The California Court of Appeals has ruled that a woman whose alleged rape by Stanford University professor Geoffrey Kingsley in the early 2000s is at the center of a $300,000 legal fight should have a hearing to determine whether she is entitled to a jury trial.
The ruling comes in the case of Jennifer W. Smith, who was convicted of rape in 2014 but is now suing Kingsley, alleging he assaulted her during a party at the California Institute of Technology (Caltech).
Kingsley was a visiting professor of neuroscience at Caltech and a professor of mathematics and physics at Stanford University when Smith and her friends were allegedly invited to a party.
Smith’s attorney, Michael D. Laskowski, argued in a lawsuit that Smith was not a student and that she should have had a jury jury trial because she was not present at the party.
But the state’s highest court disagreed, saying that Kingsley had consented to having the women have sex with him.
Smith is now seeking a jury verdict in the criminal case, arguing that she is a victim of a crime against nature, a common element of rape allegations.
She also claims that she suffered emotional distress, lost a job and is now unemployed.
In a decision that could have major implications for other rape cases, the appellate court wrote that the California Penal Code makes rape an offense under which a person is guilty of a felony if they have sex against a person who is incapable of giving consent.
The California courts have been split on whether to apply that law to the case.
A California Supreme Court decision last year held that Kingsmanns conduct amounted to rape.
The Supreme Court’s ruling was appealed to the Ninth Circuit Court of Appeal, but it was not heard by the Supreme Court until March of this year.

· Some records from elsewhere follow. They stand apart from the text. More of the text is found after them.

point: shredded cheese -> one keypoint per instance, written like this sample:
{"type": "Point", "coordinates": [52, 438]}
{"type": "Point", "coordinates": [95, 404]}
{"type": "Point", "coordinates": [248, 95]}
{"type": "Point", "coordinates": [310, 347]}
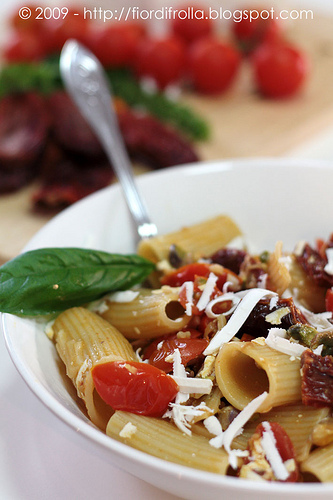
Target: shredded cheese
{"type": "Point", "coordinates": [236, 428]}
{"type": "Point", "coordinates": [230, 296]}
{"type": "Point", "coordinates": [207, 292]}
{"type": "Point", "coordinates": [329, 266]}
{"type": "Point", "coordinates": [128, 430]}
{"type": "Point", "coordinates": [239, 317]}
{"type": "Point", "coordinates": [189, 289]}
{"type": "Point", "coordinates": [123, 297]}
{"type": "Point", "coordinates": [268, 443]}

The decision comes just two months after the Supreme Judicial Court ruled that rape victims cannot sue their assailants because of their “capacity” to consent.
The California Supreme Judicial Supreme Court has held that a rape victim’s capacity to consent does not determine whether the defendant’s conduct constituted rape.

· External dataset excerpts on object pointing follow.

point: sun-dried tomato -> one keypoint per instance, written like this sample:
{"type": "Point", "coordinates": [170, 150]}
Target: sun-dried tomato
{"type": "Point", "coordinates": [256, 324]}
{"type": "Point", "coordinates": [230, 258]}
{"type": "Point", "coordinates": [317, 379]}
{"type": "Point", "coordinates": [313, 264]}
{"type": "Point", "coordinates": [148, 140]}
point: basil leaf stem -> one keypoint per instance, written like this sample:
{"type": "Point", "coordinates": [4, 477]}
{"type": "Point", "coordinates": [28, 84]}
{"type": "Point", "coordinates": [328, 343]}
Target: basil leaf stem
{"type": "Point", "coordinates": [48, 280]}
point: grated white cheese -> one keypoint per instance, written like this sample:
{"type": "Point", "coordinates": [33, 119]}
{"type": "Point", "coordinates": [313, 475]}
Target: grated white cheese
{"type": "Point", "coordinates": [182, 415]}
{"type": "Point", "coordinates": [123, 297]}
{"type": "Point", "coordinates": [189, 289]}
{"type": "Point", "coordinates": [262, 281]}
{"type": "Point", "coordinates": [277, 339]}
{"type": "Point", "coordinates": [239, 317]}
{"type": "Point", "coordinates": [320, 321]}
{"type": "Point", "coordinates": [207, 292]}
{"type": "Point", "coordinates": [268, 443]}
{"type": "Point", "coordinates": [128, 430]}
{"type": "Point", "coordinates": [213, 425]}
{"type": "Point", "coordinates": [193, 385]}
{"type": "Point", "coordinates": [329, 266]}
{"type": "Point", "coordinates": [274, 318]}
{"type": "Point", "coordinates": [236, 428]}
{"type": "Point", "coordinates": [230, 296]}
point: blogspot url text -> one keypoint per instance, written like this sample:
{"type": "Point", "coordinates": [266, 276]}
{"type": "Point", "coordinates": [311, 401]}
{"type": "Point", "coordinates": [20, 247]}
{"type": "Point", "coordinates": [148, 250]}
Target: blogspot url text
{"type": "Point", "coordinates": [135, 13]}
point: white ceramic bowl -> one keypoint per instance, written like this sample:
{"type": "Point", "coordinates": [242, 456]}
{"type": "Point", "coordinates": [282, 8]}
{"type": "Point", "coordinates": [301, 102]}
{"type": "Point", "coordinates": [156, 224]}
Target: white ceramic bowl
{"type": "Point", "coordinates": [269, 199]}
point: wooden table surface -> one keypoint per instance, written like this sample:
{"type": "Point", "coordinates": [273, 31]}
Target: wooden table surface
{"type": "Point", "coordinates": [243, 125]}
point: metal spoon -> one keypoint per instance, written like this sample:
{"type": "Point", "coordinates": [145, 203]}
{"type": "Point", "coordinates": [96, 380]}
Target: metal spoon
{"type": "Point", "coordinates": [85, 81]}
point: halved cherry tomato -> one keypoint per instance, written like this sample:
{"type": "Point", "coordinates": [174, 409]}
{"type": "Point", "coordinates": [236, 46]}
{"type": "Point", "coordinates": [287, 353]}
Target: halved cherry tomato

In a recent ruling, the court ruled that it was appropriate to consider a defendant’s capacity for consent when determining whether his conduct was rape.
In the Kingsley case, a California appeals court ruled last year that Kingsby’s sexual activity with Smith and others was a crime, which should be subject to the law.

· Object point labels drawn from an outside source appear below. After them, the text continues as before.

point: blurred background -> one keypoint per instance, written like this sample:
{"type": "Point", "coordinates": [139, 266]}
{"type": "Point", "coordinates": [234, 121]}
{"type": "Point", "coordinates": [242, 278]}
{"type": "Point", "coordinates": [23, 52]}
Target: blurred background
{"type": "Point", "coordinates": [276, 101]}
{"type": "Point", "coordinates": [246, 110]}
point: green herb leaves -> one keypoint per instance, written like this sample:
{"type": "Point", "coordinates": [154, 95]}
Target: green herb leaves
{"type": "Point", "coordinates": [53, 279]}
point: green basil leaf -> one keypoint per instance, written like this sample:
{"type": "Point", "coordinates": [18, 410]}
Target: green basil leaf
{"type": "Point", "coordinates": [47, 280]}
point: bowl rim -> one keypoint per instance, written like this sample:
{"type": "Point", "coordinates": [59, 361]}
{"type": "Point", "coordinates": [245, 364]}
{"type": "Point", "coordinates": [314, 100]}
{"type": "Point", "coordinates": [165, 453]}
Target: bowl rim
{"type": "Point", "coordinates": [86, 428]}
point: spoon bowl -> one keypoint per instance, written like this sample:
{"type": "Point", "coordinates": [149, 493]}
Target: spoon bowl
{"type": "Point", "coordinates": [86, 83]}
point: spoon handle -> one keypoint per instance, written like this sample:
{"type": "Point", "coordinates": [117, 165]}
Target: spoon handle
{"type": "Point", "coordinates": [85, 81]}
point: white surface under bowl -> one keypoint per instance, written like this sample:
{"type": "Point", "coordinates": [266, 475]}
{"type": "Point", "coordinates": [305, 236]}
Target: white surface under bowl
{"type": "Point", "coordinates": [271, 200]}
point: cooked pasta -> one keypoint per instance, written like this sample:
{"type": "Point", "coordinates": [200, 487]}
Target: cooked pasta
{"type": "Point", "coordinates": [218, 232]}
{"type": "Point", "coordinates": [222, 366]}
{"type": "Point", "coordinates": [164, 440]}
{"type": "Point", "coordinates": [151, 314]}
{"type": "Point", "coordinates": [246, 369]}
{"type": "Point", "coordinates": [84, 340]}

Kingsley was not charged with rape, but the court did find that Smith’s actions in consenting to sex were “fraught with danger.”
Kingsley’s lawyer said that the case is about a woman who was assaulted by a professor, and that he is entitled, in his own words, to a trial.
Luskowski has said he plans to appeal the court’s ruling to the U.S. Supreme Court.
Smith was convicted in 2014 on charges of forcible rape, unlawful restraint and unlawful sexual intercourse.
She was sentenced to four years in prison and five years of supervised release.
The case is currently being heard by Judge Michael Laskowski of the California Court Of Appeal.
He could not immediately be reached for comment.